Talking to Industry Gamers, Activision’s publishing CEO Eric Hirshberg gets real about the space between public perception and managing a successful business – something that is perhaps too easily discarded when it comes to prevailing gamer sentiment. After all, what does the average gamer know about running a multinational, multimillion dollar corporation, anyway?
“You have to make some tough decisions sometimes. Sometimes, really talented people get caught up in those, unfortunately,” he says, with regard to staff layoffs and studio closures under the company. “We have to manage our slate; we have to decide which genres and categories we want to try to compete in. We also have to monitor and take a good hard look at the marketplace results and make the right decisions for our business.”
Throughout most of the early and mid-nineties, EA was generally considered the “Evil Empire” of the industry, a prejudice that has stubbornly, even pointlessly persisted despite the publisher putting out critically acclaimed and immensely popular games like Mirror’s Edge, Dead Space, Mass Effect, Rock Band, and Battlefield: Bad Company. It’s somewhat comparable, maybe, to hating and boycotting a record company, to the spurious discredit of its artists.
There’s certainly no denying Bobby Kotick says some extraordinarily stupid things from time to time, but he’s not Activision’s only employee. Although it’s kinda fun to Photoshop horns onto him, anyway. He just has the right cheekbone structure for it.

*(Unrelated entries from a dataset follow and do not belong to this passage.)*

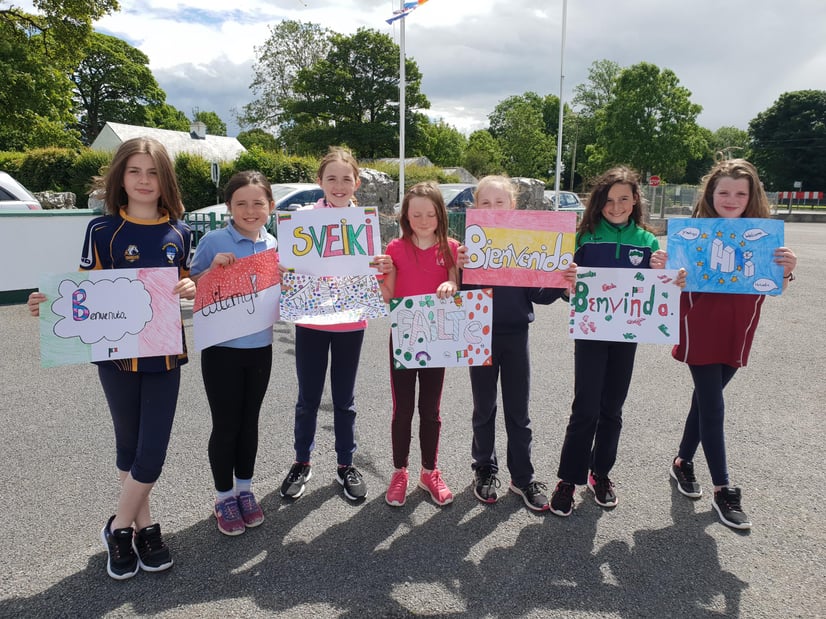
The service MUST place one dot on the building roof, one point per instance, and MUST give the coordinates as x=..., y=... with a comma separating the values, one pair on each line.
x=210, y=147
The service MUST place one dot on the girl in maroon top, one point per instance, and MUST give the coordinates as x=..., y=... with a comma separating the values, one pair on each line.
x=716, y=332
x=422, y=261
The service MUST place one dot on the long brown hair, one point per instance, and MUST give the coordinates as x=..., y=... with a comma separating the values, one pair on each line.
x=112, y=181
x=599, y=197
x=431, y=192
x=758, y=204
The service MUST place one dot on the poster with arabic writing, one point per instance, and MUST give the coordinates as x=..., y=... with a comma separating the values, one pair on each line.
x=431, y=332
x=625, y=305
x=330, y=300
x=236, y=300
x=734, y=256
x=109, y=314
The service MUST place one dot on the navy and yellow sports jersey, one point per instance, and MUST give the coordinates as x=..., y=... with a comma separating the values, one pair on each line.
x=623, y=247
x=121, y=242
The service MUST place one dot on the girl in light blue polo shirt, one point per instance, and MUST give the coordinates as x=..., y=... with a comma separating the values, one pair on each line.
x=236, y=372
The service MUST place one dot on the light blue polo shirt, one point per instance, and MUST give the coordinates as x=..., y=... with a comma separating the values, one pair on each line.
x=229, y=240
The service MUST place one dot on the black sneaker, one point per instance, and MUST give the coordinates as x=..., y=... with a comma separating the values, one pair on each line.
x=534, y=495
x=122, y=561
x=686, y=481
x=562, y=500
x=153, y=553
x=727, y=503
x=603, y=489
x=293, y=485
x=485, y=484
x=351, y=482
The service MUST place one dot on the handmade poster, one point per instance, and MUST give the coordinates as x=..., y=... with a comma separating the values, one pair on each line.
x=518, y=248
x=727, y=255
x=429, y=332
x=330, y=300
x=109, y=314
x=330, y=241
x=236, y=300
x=625, y=305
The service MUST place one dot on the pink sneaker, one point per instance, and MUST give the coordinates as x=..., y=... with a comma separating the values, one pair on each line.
x=251, y=511
x=397, y=491
x=435, y=485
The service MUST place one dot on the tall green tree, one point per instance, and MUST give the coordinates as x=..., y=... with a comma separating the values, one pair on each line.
x=215, y=126
x=37, y=53
x=113, y=83
x=483, y=156
x=352, y=97
x=788, y=141
x=650, y=123
x=443, y=144
x=291, y=46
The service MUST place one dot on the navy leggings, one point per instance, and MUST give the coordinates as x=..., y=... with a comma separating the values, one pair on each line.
x=312, y=349
x=142, y=405
x=705, y=423
x=236, y=381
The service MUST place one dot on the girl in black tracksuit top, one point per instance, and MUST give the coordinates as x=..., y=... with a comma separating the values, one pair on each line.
x=611, y=234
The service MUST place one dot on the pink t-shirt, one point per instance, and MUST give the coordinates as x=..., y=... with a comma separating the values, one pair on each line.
x=342, y=326
x=418, y=271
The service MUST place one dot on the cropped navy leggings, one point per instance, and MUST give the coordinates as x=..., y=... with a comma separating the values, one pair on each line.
x=142, y=405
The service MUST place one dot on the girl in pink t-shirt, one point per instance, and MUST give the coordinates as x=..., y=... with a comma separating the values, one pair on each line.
x=422, y=261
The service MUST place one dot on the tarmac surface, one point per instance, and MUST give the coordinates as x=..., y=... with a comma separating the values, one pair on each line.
x=657, y=554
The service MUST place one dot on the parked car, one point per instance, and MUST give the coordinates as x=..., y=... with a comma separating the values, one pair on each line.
x=457, y=197
x=568, y=201
x=287, y=196
x=13, y=196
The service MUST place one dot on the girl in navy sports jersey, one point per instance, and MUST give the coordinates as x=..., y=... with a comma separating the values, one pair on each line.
x=236, y=372
x=720, y=329
x=141, y=228
x=611, y=234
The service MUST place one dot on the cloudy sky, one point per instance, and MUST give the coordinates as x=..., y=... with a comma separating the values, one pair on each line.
x=735, y=56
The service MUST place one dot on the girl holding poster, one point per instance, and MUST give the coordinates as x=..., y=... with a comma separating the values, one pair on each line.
x=422, y=261
x=141, y=227
x=611, y=234
x=720, y=329
x=236, y=372
x=338, y=176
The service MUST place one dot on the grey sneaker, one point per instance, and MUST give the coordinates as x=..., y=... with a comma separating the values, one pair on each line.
x=293, y=484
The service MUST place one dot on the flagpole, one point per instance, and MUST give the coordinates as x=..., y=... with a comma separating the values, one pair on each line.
x=402, y=87
x=561, y=102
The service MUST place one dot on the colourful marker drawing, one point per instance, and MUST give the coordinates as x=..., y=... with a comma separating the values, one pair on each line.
x=733, y=256
x=621, y=305
x=330, y=300
x=431, y=332
x=329, y=241
x=109, y=314
x=518, y=248
x=236, y=300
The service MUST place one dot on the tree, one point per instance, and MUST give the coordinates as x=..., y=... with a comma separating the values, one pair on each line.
x=482, y=154
x=37, y=52
x=788, y=141
x=292, y=46
x=352, y=97
x=649, y=123
x=443, y=144
x=258, y=138
x=215, y=126
x=113, y=83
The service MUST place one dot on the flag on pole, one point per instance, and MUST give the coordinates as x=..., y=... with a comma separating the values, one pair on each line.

“”I have Google, just like everybody else, and I’m of course aware of what the reputation is amongst core gamers, and there’s a narrative that I think has taken over reality to a certain extent,” adds Hirshberg. “I think there’s definitely some disconnect between the perception and the reality. I would give you a couple of thoughts on that. If you go back in a time machine and read the general tenor in the blogosphere a couple of years ago about Sony PlayStation, it sounds a lot like what people are saying about Activision today. There’s a lot of disappointment in the PS3, and it was overpriced, and they’ve given up on the core gamer, and Sony Blu-ray… all those complaints were out there. It takes time sometimes to win people’s hearts and minds.”